# simpson multimeter



## cdnelectrician (Mar 14, 2008)

I have one, but I don't use it very often...for the work I do my Fluke 26-3 works just fine. Very good meters though. Check e-bay you can get them for a decent price on there sometimes.


----------



## cdnelectrician (Mar 14, 2008)

I assume you are talking about the 260 series


----------



## electricalperson (Jan 11, 2008)

cdnelectrician said:


> I assume you are talking about the 260 series


 yup the regular VOM meter. i like analog meters a lot


----------



## Bob Badger (Apr 19, 2009)

I have a 260 but I do not use it to often.


----------



## electricalperson (Jan 11, 2008)

Bob Badger said:


> I have a 260 but I do not use it to often.


 
ill gladly accept any donations of unused tools :laughing:


----------



## MDShunk (Jan 7, 2007)

My opinion... you must have at least one analog meter, and it should be a Simpson 260. It's most useful for catching quick pulses.
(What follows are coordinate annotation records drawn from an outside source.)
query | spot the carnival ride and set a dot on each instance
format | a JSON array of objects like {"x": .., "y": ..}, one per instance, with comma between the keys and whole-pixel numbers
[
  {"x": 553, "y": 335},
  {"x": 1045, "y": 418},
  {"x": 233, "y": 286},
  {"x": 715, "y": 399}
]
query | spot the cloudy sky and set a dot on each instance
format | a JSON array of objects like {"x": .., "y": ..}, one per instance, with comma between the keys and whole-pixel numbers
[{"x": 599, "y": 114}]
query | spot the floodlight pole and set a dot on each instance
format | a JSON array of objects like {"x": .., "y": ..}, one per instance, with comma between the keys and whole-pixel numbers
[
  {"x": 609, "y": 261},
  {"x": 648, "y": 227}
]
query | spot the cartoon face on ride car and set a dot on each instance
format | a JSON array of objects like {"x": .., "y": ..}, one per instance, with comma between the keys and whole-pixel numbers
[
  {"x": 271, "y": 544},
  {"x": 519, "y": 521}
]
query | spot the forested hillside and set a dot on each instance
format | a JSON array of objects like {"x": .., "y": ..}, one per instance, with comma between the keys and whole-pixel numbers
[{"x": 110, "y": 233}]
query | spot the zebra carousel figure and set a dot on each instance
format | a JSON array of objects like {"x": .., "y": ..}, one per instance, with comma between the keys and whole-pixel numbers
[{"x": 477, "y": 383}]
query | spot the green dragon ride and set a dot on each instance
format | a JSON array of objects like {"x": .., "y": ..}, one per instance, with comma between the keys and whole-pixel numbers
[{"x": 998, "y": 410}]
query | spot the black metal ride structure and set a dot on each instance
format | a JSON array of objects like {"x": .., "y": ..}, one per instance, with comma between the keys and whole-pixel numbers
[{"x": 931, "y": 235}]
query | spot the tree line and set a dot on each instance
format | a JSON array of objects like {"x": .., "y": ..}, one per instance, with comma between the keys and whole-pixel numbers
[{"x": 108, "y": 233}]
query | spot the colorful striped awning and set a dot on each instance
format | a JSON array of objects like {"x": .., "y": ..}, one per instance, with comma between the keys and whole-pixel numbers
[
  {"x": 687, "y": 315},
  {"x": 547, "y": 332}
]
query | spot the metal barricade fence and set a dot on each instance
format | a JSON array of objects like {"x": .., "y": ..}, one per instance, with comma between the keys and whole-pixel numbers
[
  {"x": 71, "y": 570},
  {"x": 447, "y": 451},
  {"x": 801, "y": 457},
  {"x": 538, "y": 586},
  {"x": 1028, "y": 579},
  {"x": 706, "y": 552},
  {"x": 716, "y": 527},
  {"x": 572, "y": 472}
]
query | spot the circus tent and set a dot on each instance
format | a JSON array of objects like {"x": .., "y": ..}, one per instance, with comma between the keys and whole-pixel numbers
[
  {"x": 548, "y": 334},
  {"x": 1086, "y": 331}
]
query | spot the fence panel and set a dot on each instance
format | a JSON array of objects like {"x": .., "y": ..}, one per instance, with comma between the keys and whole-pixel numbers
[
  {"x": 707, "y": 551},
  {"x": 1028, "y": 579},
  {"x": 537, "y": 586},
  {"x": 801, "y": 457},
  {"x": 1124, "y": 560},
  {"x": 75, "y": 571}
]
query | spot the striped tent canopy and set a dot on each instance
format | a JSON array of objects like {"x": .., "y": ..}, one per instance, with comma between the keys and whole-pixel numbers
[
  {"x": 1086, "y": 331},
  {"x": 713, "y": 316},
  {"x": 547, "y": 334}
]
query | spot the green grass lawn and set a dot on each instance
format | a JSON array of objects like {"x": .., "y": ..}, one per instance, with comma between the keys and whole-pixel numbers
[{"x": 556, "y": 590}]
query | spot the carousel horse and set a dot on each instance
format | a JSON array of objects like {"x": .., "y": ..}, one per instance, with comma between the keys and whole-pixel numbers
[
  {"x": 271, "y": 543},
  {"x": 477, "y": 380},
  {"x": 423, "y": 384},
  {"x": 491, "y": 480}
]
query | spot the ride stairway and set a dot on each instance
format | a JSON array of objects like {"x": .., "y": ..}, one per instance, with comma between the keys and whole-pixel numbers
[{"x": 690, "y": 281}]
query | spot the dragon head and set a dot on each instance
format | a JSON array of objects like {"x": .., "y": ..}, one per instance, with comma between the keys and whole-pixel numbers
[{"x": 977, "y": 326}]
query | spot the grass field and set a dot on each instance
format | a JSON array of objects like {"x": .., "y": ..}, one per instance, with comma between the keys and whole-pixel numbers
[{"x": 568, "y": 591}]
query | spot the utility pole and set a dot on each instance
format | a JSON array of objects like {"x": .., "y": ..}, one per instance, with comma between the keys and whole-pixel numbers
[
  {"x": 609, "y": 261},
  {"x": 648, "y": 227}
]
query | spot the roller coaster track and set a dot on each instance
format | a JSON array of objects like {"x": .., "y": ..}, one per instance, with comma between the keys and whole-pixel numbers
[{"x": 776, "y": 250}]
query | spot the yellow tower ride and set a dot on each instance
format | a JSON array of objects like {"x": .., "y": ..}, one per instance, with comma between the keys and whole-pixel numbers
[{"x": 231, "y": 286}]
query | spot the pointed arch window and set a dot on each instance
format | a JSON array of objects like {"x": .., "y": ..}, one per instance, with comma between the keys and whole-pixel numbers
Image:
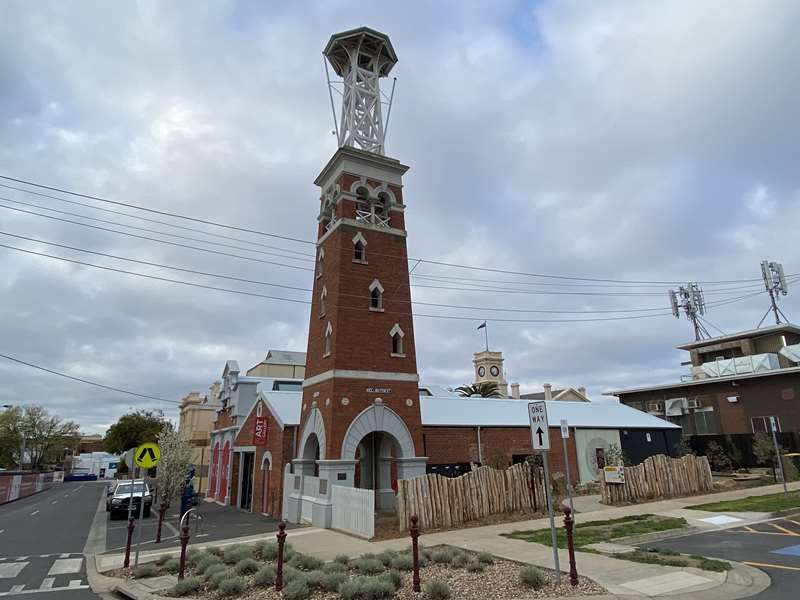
[
  {"x": 320, "y": 262},
  {"x": 376, "y": 296},
  {"x": 323, "y": 304},
  {"x": 328, "y": 340},
  {"x": 360, "y": 249},
  {"x": 397, "y": 336}
]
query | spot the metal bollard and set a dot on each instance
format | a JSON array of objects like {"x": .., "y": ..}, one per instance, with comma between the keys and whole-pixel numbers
[
  {"x": 569, "y": 523},
  {"x": 279, "y": 569},
  {"x": 414, "y": 531},
  {"x": 184, "y": 542},
  {"x": 161, "y": 512},
  {"x": 127, "y": 562}
]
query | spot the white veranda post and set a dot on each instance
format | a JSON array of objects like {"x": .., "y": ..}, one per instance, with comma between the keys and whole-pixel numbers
[{"x": 361, "y": 57}]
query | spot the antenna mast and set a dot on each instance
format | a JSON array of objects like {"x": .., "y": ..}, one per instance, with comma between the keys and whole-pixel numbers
[
  {"x": 690, "y": 299},
  {"x": 776, "y": 285}
]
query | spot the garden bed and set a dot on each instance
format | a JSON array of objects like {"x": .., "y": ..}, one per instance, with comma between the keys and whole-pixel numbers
[{"x": 247, "y": 572}]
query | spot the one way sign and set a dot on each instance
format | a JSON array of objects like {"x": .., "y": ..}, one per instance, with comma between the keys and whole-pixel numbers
[{"x": 540, "y": 436}]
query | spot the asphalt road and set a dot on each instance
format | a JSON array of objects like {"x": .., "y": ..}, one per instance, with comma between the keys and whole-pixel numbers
[
  {"x": 772, "y": 546},
  {"x": 42, "y": 538}
]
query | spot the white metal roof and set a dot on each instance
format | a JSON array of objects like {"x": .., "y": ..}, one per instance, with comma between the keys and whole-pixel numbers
[{"x": 490, "y": 412}]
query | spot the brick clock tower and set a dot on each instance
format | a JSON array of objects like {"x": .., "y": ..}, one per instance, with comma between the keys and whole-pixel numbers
[{"x": 360, "y": 419}]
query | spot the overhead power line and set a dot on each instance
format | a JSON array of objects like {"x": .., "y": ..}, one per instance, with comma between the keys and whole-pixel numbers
[
  {"x": 440, "y": 263},
  {"x": 86, "y": 381}
]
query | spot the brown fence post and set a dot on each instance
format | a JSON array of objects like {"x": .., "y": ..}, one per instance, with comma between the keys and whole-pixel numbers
[
  {"x": 414, "y": 531},
  {"x": 161, "y": 512},
  {"x": 569, "y": 522},
  {"x": 279, "y": 570},
  {"x": 128, "y": 543}
]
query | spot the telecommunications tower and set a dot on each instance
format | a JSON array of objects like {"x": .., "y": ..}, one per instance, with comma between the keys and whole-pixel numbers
[
  {"x": 775, "y": 283},
  {"x": 361, "y": 57},
  {"x": 690, "y": 300}
]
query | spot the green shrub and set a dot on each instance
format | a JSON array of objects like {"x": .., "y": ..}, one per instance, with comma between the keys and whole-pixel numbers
[
  {"x": 330, "y": 582},
  {"x": 366, "y": 588},
  {"x": 436, "y": 589},
  {"x": 532, "y": 577},
  {"x": 386, "y": 557},
  {"x": 334, "y": 567},
  {"x": 246, "y": 566},
  {"x": 268, "y": 550},
  {"x": 145, "y": 570},
  {"x": 368, "y": 566},
  {"x": 393, "y": 577},
  {"x": 402, "y": 562},
  {"x": 206, "y": 561},
  {"x": 212, "y": 570},
  {"x": 232, "y": 586},
  {"x": 304, "y": 562},
  {"x": 475, "y": 566},
  {"x": 443, "y": 556},
  {"x": 296, "y": 589},
  {"x": 173, "y": 565},
  {"x": 236, "y": 553},
  {"x": 187, "y": 586},
  {"x": 265, "y": 576}
]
It's also useful for seeing accurate trending in real time (watch the meter move up or down).


----------



## Bob Badger (Apr 19, 2009)

electricalperson said:


> ill gladly accept any donations of unused tools :laughing:


:laughing:


No, it has to much 'coolness factor' to give it up.

FWIW mine has no 'Cat rating' at all.


----------



## cdnelectrician (Mar 14, 2008)

My 260 was given to me by one of my mentors that got me interested in electricity when I was about 14. It's easily from the 50's or 60's so I'm a lil scared to take it out into the field. It's great to see problems that a digital meter isn't fast enough to catch on the display, and is a great tool to have I think. But depending on the work you do, probably not necessary if you have a good DMM.


----------



## electricalperson (Jan 11, 2008)

http://www.byramlabs.com/product_info.php/products_id/8145

thats the one right there


----------



## wildleg (Apr 12, 2009)

I burned up one of those when I was a wee lad, and have therefore always had a high regard for late model high impedance meters.


----------



## electricalperson (Jan 11, 2008)

how did you blow it up?


----------



## wildleg (Apr 12, 2009)

I tried to amprobe the current in a receptacle. It blew the probes off and left a nice black mark on the wall, which I put a plant in front of until I could repair so my dad didn't see. ( I guess I was 10 or so ?)


----------



## electricalperson (Jan 11, 2008)

wildleg said:


> I tried to amprobe the current in a receptacle. It blew the probes off and left a nice black mark on the wall, which I put a plant in front of until I could repair so my dad didn't see. ( I guess I was 10 or so ?)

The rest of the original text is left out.